Saturday, December 29, 2012

SEC Charges Advisory Firms and Portfolio Managers for Roles in Collapse of Midwest-Based Closed-End Mutual Fund

United States Securities and Exchange Commission

The SEC charged two investment advisory firms and two portfolio managers responsible for managing a Midwest-based closed-end mutual fund for their roles in the failure to adequately inform investors about the fund’s risky derivative strategies that contributed to its collapse during the financial crisis.

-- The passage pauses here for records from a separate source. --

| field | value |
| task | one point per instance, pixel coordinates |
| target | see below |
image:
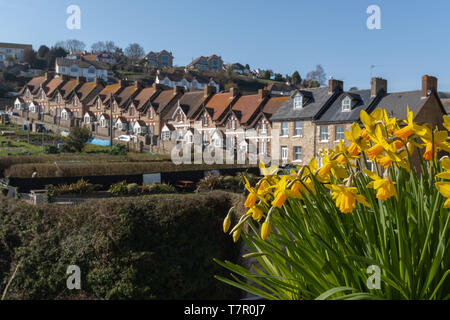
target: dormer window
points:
(298, 102)
(347, 104)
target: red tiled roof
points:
(144, 96)
(219, 103)
(274, 104)
(246, 107)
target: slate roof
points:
(315, 100)
(396, 103)
(362, 100)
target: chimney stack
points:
(178, 89)
(335, 85)
(234, 91)
(81, 79)
(263, 93)
(209, 90)
(429, 85)
(138, 84)
(378, 85)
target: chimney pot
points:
(335, 85)
(429, 85)
(377, 85)
(209, 90)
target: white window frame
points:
(298, 129)
(323, 133)
(283, 129)
(342, 133)
(296, 153)
(347, 104)
(298, 102)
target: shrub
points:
(211, 182)
(157, 247)
(119, 189)
(50, 149)
(321, 233)
(119, 150)
(133, 189)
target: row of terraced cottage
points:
(294, 127)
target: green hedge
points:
(153, 247)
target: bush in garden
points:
(316, 232)
(138, 248)
(119, 150)
(50, 149)
(119, 189)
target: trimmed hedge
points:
(153, 247)
(105, 169)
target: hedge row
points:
(154, 247)
(104, 169)
(7, 162)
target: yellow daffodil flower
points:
(410, 128)
(346, 197)
(444, 189)
(385, 186)
(359, 143)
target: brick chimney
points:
(138, 84)
(234, 91)
(263, 93)
(378, 85)
(209, 90)
(335, 85)
(178, 89)
(81, 79)
(429, 85)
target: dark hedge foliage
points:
(153, 247)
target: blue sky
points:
(283, 35)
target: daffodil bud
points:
(226, 223)
(266, 229)
(236, 235)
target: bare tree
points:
(134, 51)
(317, 75)
(71, 45)
(110, 47)
(98, 47)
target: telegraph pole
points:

An SEC investigation found that the Fiduciary/Claymore Dynamic Equity Fund (HCE) attempted two strategies to enhance returns — writing out-of-the money put options and shorting variance swaps. This exposed HCE to additional undisclosed risks and caused the fund to lose more than $45 million in September and October 2008, which was approximately 45 percent of its net assets. The fund liquidated in 2009.

Fund adviser and administrator Claymore Advisors LLC, which is located in Lisle, Ill., and the sub-adviser responsible for managing HCE’s portfolio, St. Louis-based Fiduciary Asset Management LLC (FAMCO), agreed to settle the SEC’s charges. Claymore has established a plan to distribute up to $45 million to fully compensate investors for losses related to the problematic trading. FAMCO agreed to pay an additional $2 million in disgorgement and penalties. The SEC’s case continues against former FAMCO co-portfolio managers who allegedly made misleading statements in HCE’s periodic reports about the two strategies’ contribution to HCE’s performance and about HCE’s exposure to downside risk.

“When discussing fund performance and risks, fund advisers must candidly and accurately portray how the fund is being managed. The disclosures in this case fell short of the mark,” said Robert J. Burson, Senior Associate Regional Director of the SEC’s Chicago office.